Mais, au-delà de l’humanitaire, son geste a une autre signification : marquer son « écœurement » face à cette « boucherie ». « Je ne supporte plus la barbarie quotidienne qui sévit en RDC », a expliqué l’homme d’affaires. Et de mettre en cause les responsables politiques congolais qui devraient selon lui donner une réponse à la crise alors que, dans le meilleur des cas, ils jouent un rôle neutre, donc irresponsable, voire instrumentalisent ces catastrophes. Tout a été orchestré depuis trois ans pour ne pas aller aux élections, dénonce Sindika Dokolo, pointant les relations tissées entre le pouvoir et le chef de milice Gédéon Kyungu « un criminel reconnu ».

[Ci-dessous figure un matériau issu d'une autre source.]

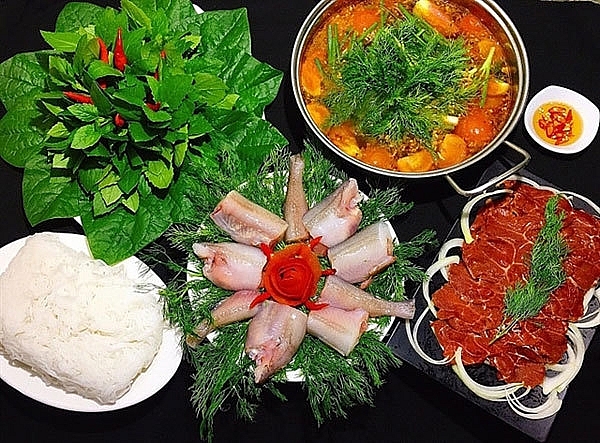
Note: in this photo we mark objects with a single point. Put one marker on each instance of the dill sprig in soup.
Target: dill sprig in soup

Depuis des mois, il ne cache plus sa proximité avec l’ancien gouverneur du Katanga Moïse Katumbi, forcé à l’exil en Belgique par « une parodie de procès ». En juin, Sindika Dokolo l’a rencontré à Bruxelles en compagnie de Félix Tshisekedi, fils du défunt vétéran de l’Union démocratique pour le progrès social, Étienne Tshisekedi. Sindika Dokolo dément avoir des ambitions politiques personnelles, arguant que la RDC n’a pas besoin d’un candidat supplémentaire. Mais il a hâte de faire bouger les lignes.

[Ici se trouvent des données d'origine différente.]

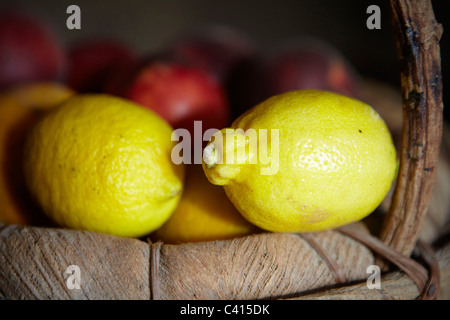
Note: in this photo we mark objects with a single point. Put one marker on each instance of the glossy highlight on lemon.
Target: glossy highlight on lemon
(102, 164)
(336, 156)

Le 10 août dernier, il franchit un nouveau pas, en postant depuis Londres une vidéo sur les réseaux sociaux dans laquelle il annonce la formation d’un nouveau mouvement citoyen dénommé Congolais Debout, allusion à l’hymne national (Debout Congolais). L’objectif est de conscientiser la population au respect de la Constitution qu’aurait violée Kabila en restant vissé à son fauteuil au-delà du délai légal. Le mouvement, qui se veut non partisan, est ouvert à tout individu. Dans une interview à Radio France internationale du 28 août, Sindika Dokolo, précise sa pensée : il fallait, explique-t-il, « un mouvement basé sur la stratégie d’une très large adhésion, un mouvement de masse, proposer une organisation différente de Lucha et Filimbi qui s’exposent beaucoup et représentent la jeunesse ». Cédric Mala, un des coordinateurs de Debout Congolais, annonce des actions futures telles que des manifestations pacifiques, des sit-in et dit vouloir s’appuyer sur le recours aux nouvelles technologies et au marketing en ligne.
Le pouvoir avait senti venir le danger : en juillet dernier, il a obtenu d’un tribunal de Kinshasa une condamnation à un an de prison ferme de Sindika Dokolo pour « fraude immobilière ». L’intéressé interprète cette sanction comme une « sentence de nature politique ».
Compte tenu de son statut marital l’unissant à la fille de l’ancien président angolais, la tentation est grande de voir la main de Luanda derrière l’engagement du businessman-mécène. Mais, selon des sources angolaises, la réalité est probablement plus nuancée. Sindika Dokolo n’incarne pas la volonté du pouvoir angolais, mais les autorités le laissent faire, d’autant que les relations ne sont pas bonnes entre Luanda et Kinshasa. La crise du Kasaï avec ce qu’elle implique comme fardeau humanitaire pour l’Angola, et la perspective de voir l’instabilité se propager chez ce dernier avec le risque de conséquences encore plus graves suscitent indiscutablement un mélange d’inquiétude et d’irritation à Luanda. De plus, nombre d’accords passés entre les deux pays n’ont pas été ratifiés ou mis en exécution. C’est le cas de l’exploitation de pétrole dans ce qui avait été convenu comme étant une zone maritime commune, causant la suspension de travaux pour sa mise en production.